Gambling turmoil on the horizon?
Image - shutterstock: Gundy Wongthai

There was much conjecture over the potential scale of consequence around last week’s ruling from the Court of Justice of the European Union (CJEU) against Malta and Lottoland. 

Ramifications are beginning to come to light, as even in global jurisdictions, the ruling enables legal knives to be sharpened. A slew of operators are facing coordinated legal action in New Zealand.

Claims have been filed against bet365, SkyCity Entertainment and Super Group, as legal challenges on retrospective gambling activities are set to head to the High Court in Auckland.

Mirroring the cases that have flooded Malta’s judiciary, operators that offered offshore/unlicensed online gambling services are set to face scrutiny if they are deemed to have actively targeted New Zealand-based consumers before regulatory reform. 

That being said, given that New Zealand, whilst the ruling of the CJEU may have emboldened external courts to take legal action, there is no real precedent set as to whether a specific judicial framework, such as New Zealand, can determine enforcement or penalties on online gambling activities before a legislative settlement. 

Last week, operator trepidation was elevated after a ruling from the CJEU stated that contracts between players residing in Germany and operators that aren’t licensed in the country are essentially void.

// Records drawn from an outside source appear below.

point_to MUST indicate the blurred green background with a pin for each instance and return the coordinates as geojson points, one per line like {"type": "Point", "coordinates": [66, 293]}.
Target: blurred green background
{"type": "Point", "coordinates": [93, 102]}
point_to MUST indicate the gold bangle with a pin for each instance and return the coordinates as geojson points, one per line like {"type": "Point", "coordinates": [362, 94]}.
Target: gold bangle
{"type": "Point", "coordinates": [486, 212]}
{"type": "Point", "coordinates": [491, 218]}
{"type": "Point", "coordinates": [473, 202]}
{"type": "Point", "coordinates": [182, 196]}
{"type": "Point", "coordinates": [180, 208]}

In what was a setback for the Maltese framework, it stated that players could be entitled to claim back losses from operators without the correct license in the country. However, it also potentially sets a precedent for operators and players across Europe. 

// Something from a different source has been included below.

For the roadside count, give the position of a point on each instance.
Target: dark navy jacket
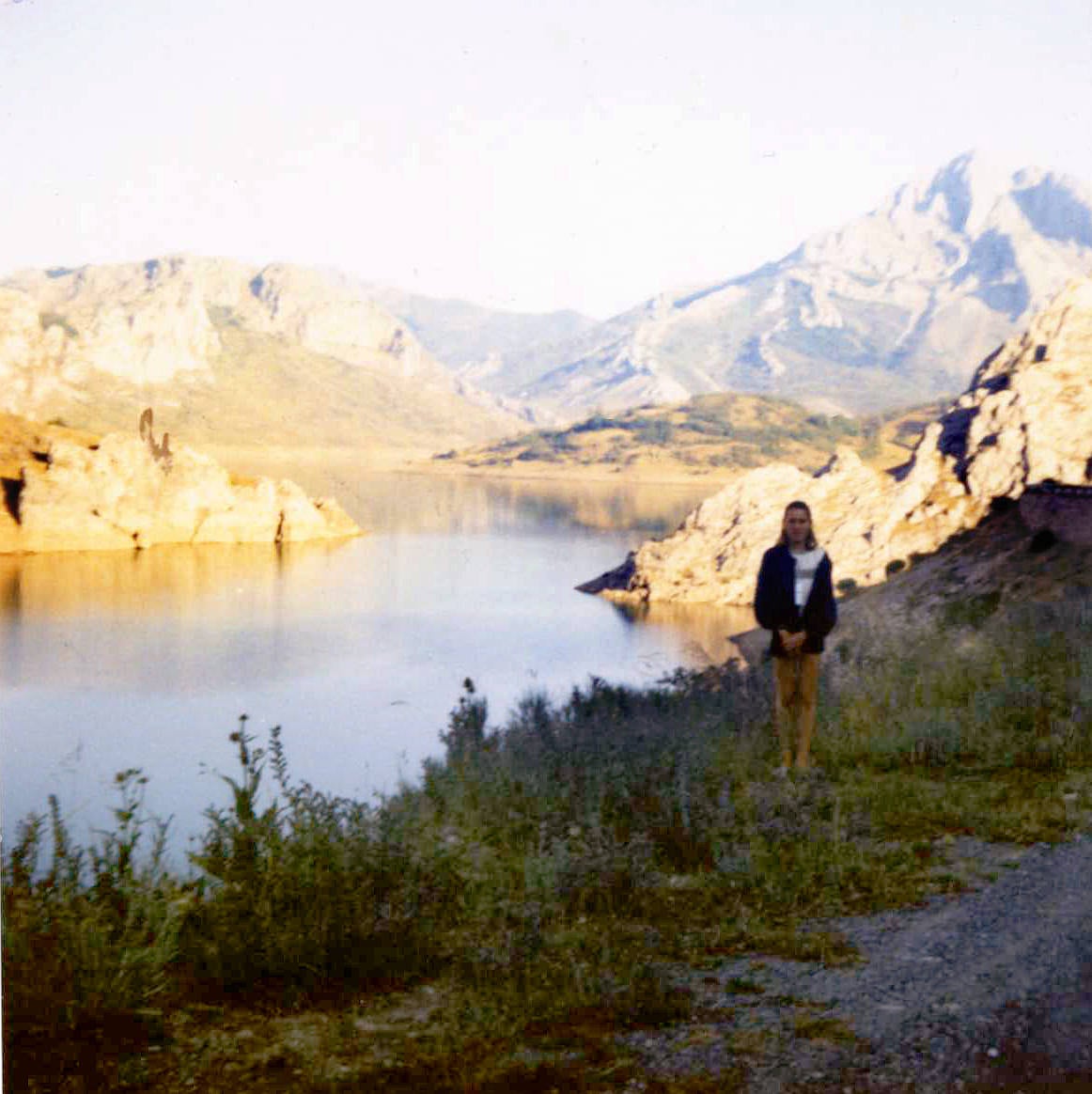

The cases in New Zealand will skip the bureaucracy of Europe and its member states, as the fate of the operators is decided in proceedings at the Supreme Court. 

Bet365 is set to argue its point that the cases should be heard in the location where its license was held and not where the player was based. Given this was the legal framework they were operating under.

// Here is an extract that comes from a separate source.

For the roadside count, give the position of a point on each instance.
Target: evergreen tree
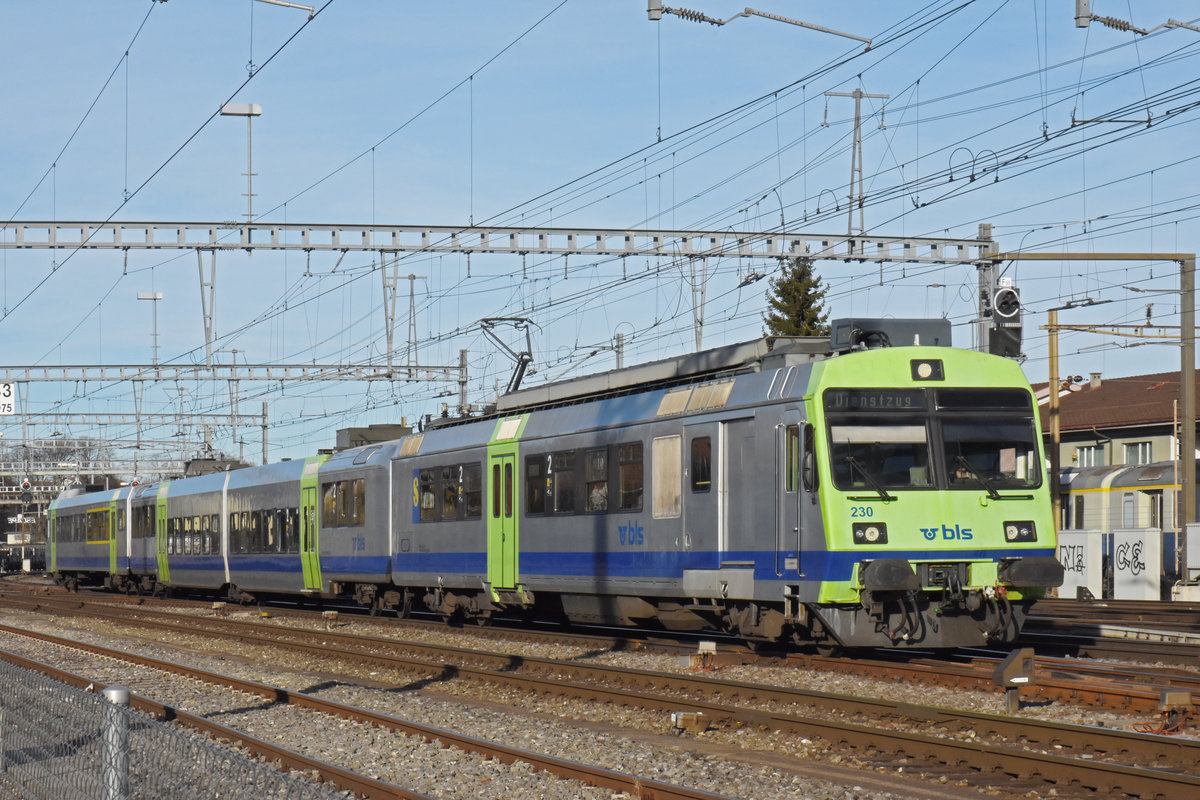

The attention of many jurisdictions will be fixed on the development of cases in New Zealand, as they provide something of a non-EU test bed for player reclaim cases outside of the EU jurisdiction. 

The floodgates could truly open to player reclaim cases should claimants come out on top in the legal battle against operators in New Zealand.

The fallout could be significant in how New Zealand chooses to settle the remaining stages of its online casino regime, with licence applications due to begin as of July 2026.

As agreed by Parliament, New Zealand’s forthcoming online casino regime will be limited to 15 licences, while TAB NZ’s long-term partnership with Entain establishes a monopoly on online sports betting. Legal scrutiny on past gambling activities may ultimately shape which operators are permitted to join New Zealand’s online casino regime.

That being said, there is still potential for a wider European escalation of cases of this nature, particularly in Finland, where the market has previously been under a monopoly. 

Commenting on LinkedIn, iGaming lawyer Antti Koivula warned that “In the Finnish context, it means that if, for example, an MGA-licensed operator has offered gambling services in Finland in violation of the Lotteries Act, customers who have lost money to them may seek to recover their losses in Finnish courts.”

He predicted the demise of Bill 55, likely at the hands of the CJEU, which would further accelerate a legal maelstrom as a result.

He continued: “That said, according to a well-established interpretation of Finnish law, an online gambling service is deemed to be implemented in Finland if the operator has also illegally targeted Finland with gambling marketing and actively enabled participation in Finland. And that is very much prohibited.

Describing Finland as ‘a bureaucracy-heavy country’, he underpinned that it likely requires ‘nothing short of the National Police Board’s prohibition order to establish that an operator has indeed illegally targeted marketing to Finland and actively enabled participation’. 

That narrows the scope of Lottoland’s applicability considerably, since obtaining such an order has required some considerable effort and negligence and only three foreign operators have gone all the way.”

It’s hard to know what the future holds for the player reclaiming cases, but whilst the door was opened by the CJEU ruling against Lottoland, the upcoming cases in New Zealand are perhaps of heightened importance to legal narratives across global markets, in a story that could set the tone for discussions in the coming years.